(Oct. 15, 2019) – With all the shiny new buildings going up around campus, it can be easy to overlook the historical ones right next door. Tucked behind oak trees on 2nd Street South are two houses that are each well over 100 years old.
The John C. Williams House and C. Perry Snell House have been landmarks at USF St. Petersburg since they were moved to the campus from their original locations in the 1990s. Over the years, the buildings have served as event spaces and offices for university departments, such as History, Politics and Philosophy. They have even played stage for the St. Petersburg Shakespeare Festival. But as the Bard once wrote, “True is it that we have seen better days.”
Efforts are now underway to help restore and preserve these venerated buildings for future generations of students, faculty and staff through grants and protective statuses. A recent grant application submitted by USF St. Petersburg to the state of Florida could help fund a master plan to maintain the Williams House for years to come.
“These two houses are so critical to the history of St. Pete,” said Paul Palmer, Principal at Renker Eich Parks Architects, who has worked on past restoration of the buildings and helped with the recent grant proposal. “The Williams House is a Victorian-era building with Queen Anne treatments. It’s one of the earliest frame buildings built in the city. The Snell House is a Dutch Colonial Revival style with Queen Anne influences. They make a good pair and they’re both good examples of early St. Petersburg architecture.”
Built in 1891, the Williams House is one of the oldest surviving buildings in St. Petersburg. Featuring stained glass windows, a steep roof and an octagonal turret, the building was the home of General John C. Williams, a Civil War veteran and one of the co-founders of the city, who came to Florida in the mid 1870s and devoted his energy to bringing a railroad to Pinellas County.

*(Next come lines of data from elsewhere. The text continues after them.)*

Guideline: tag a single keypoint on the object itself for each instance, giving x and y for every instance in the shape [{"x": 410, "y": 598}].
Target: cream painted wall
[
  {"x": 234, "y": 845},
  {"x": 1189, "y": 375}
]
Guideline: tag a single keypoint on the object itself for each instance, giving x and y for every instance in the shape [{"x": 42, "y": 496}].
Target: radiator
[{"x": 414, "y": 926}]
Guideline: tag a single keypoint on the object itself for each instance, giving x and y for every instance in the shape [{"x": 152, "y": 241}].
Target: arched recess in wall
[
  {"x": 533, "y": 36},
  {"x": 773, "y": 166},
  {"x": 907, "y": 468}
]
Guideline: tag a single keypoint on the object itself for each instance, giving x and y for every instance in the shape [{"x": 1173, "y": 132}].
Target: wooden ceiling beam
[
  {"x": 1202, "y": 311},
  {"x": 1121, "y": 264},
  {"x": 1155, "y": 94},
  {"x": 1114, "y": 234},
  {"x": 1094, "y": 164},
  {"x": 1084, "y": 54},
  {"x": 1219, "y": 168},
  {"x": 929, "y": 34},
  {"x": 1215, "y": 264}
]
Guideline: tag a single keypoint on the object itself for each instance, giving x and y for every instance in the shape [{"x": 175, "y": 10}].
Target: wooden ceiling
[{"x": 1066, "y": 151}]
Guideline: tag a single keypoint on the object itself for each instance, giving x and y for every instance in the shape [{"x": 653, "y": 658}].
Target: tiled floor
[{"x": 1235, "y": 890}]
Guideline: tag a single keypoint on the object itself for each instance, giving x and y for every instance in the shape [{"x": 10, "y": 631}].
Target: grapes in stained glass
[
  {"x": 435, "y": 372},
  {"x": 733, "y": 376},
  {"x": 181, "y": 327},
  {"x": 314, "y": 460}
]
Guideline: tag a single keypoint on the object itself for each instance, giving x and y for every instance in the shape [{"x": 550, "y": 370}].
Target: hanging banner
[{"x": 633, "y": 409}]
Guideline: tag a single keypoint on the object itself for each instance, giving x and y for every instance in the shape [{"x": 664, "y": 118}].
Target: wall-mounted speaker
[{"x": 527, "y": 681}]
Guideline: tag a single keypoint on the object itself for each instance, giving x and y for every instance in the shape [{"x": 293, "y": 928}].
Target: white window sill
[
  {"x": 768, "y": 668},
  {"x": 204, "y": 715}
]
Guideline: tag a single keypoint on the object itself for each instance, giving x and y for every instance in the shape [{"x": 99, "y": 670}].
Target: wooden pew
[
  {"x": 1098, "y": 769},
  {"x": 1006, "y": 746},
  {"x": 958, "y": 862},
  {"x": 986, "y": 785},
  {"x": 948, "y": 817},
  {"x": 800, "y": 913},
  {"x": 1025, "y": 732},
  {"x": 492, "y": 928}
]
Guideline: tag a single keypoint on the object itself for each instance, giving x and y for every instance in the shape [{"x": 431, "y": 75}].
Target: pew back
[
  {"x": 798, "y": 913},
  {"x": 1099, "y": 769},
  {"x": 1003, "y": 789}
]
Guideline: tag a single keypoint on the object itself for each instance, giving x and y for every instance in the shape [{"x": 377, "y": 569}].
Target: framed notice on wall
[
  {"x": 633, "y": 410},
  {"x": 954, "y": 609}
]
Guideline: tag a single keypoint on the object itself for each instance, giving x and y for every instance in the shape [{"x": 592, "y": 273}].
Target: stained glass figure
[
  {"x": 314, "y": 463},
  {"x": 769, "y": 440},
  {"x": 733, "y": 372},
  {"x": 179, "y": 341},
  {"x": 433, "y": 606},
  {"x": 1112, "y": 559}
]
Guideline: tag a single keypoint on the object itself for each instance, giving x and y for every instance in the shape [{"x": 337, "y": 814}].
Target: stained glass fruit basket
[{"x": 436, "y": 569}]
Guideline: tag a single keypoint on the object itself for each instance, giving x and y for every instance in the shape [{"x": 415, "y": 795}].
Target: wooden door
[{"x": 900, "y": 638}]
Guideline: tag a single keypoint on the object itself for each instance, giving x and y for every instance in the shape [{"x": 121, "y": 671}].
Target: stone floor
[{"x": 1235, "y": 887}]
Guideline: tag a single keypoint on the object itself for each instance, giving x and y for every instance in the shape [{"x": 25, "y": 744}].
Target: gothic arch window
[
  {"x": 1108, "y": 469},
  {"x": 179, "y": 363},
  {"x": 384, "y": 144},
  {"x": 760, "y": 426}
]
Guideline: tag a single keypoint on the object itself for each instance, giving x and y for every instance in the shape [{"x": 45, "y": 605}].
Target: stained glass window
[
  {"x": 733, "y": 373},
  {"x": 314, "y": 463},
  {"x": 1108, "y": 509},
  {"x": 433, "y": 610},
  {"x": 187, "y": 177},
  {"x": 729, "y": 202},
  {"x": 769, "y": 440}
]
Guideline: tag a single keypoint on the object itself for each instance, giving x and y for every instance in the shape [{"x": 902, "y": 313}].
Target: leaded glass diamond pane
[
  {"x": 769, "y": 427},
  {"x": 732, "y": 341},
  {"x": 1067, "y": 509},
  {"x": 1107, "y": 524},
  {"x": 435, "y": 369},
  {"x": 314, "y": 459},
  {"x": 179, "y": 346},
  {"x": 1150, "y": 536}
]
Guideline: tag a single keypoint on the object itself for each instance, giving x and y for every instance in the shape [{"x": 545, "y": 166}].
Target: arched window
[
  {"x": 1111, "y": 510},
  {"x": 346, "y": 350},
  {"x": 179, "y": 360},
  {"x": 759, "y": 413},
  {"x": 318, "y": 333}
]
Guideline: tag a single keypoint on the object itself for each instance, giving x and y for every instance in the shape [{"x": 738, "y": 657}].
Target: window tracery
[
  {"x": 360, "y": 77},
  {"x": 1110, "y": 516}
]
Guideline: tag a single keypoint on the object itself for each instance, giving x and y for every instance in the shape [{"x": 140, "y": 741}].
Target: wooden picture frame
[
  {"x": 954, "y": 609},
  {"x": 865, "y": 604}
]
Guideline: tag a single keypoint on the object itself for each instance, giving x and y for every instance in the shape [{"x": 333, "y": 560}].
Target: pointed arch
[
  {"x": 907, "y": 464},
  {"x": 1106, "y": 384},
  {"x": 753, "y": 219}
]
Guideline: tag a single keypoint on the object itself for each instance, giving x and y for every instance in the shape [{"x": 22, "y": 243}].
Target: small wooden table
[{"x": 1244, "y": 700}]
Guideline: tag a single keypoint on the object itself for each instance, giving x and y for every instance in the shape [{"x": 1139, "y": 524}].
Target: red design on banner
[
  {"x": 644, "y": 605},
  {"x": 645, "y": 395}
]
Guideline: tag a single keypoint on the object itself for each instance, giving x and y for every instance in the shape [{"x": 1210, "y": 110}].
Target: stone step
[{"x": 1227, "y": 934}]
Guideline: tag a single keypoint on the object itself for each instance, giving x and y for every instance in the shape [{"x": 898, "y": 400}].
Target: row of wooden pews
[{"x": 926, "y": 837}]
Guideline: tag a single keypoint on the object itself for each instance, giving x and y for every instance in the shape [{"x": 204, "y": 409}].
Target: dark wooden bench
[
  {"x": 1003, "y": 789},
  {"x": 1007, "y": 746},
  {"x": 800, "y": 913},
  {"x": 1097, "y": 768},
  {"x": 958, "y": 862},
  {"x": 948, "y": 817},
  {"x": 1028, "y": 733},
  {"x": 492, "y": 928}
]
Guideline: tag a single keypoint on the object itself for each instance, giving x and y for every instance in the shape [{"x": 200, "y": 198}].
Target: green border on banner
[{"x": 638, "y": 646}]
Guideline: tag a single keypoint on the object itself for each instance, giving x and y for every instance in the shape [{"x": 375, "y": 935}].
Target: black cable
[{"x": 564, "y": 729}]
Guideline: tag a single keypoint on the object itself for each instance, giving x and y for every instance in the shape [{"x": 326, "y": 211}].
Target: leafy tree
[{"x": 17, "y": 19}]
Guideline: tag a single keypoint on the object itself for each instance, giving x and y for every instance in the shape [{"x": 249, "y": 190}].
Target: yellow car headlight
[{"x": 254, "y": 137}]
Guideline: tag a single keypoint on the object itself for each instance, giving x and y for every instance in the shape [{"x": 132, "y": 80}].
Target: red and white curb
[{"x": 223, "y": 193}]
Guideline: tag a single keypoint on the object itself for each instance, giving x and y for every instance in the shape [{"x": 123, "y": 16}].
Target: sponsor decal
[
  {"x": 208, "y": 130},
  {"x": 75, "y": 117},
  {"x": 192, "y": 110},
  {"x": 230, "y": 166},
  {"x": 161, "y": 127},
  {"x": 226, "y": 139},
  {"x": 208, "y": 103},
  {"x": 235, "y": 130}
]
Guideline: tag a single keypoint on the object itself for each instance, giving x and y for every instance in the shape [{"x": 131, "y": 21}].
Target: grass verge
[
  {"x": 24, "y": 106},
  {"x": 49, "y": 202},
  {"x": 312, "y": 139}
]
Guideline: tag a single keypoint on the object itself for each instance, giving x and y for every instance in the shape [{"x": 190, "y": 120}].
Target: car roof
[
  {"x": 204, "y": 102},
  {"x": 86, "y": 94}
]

Although the General only resided in the house for less than a year, dying in April 1892, his namesake building lived on. In 1906, the Manhattan Hotel Company purchased the Williams House and converted it to a lodging. The fifteen-room building boasted some of the finest furnishings of its time and was in use as a hotel for nearly ninety years at its original 444 5th Avenue South address.
The C. Perry Snell House was named after a prominent local developer, who also resided in the home. Built in 1904, the house featured electricity and a basement, both highly unusual in Florida at the time, as well as a gambrel roof, classical columns, bay windows and porch. Over time the house came under the ownership of Bay Plaza Co., who used it as offices while working on projects in downtown St. Petersburg.
In the 1990s, the fates of both houses and USF St. Petersburg intersected. The University was expanding and in need of new facilities. The owners of Williams and Snell houses were looking to donate them as their upkeep was proving too costly.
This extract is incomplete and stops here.